Милый лавочник! Пришлите нам, пожалуйста, толокна на 5 копеек, пеклеванник в 3 копейки, непременно горячий, и на 2 копейки паточных леденцов.
Так гласила записка, старательно нацарапанная Марусей Запольской – нашей вездесущей и на все поспевающей Краснушкой… Кира поправила ошибки, и записка с новеньким блестящим пятиалтынным погрузилась в необъятный карман Киры.
Дело в том, что Краснушке принесла в «прием» ее старшая сестра прехорошенький шелковый кошелек своей работы, в одном углу которого был положен совершенно новенький блестящий пятиалтынный. Не долго думая, девочка извлекла монету и, по примеру старших, написала лавочнику, чтобы получить самые доступные институтским средствам лакомства. Затем Кира, отчаянная в такого рода предприятиях, сунула записку в карман и, взяв маленькую белую кружку, особенно развязно подошла к кафедре и сказала сидевшему на ней Пугачу: «J'ai soif» (я хочу пить).
Далекая от всякого подозрения, Арно кивком головы отпустила лукавую девочку. Лишь только Кира выскользнула из класса, она бегом пустилась по коридору, спустилась по лестнице и заглянула в швейцарскую. Там кроме швейцара Петра и его помощника Сидора сидел маленький, сморщенный, но бодрый и подвижный младший сторож, старик Гаврилыч.

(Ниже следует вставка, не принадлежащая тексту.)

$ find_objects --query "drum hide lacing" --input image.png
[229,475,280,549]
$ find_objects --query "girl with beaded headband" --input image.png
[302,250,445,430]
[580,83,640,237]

Юркими маленькими глазками следил он за каждым движением своего начальства, очевидно заметя приход Киры, и лишь только Петр вышел зачем-то из швейцарской, Гаврилыч опрометью бросился к девочке.
– Гаврилыч, миленький, сбегай в лавочку; вот тебе записка, там уже все написано, что надо, а вот и деньги. Пятачок себе за труды возьми – только скорее, а как принесешь, за дверь положи, в темном углу, – просила, торопясь и поминутно оглядываясь, Кира.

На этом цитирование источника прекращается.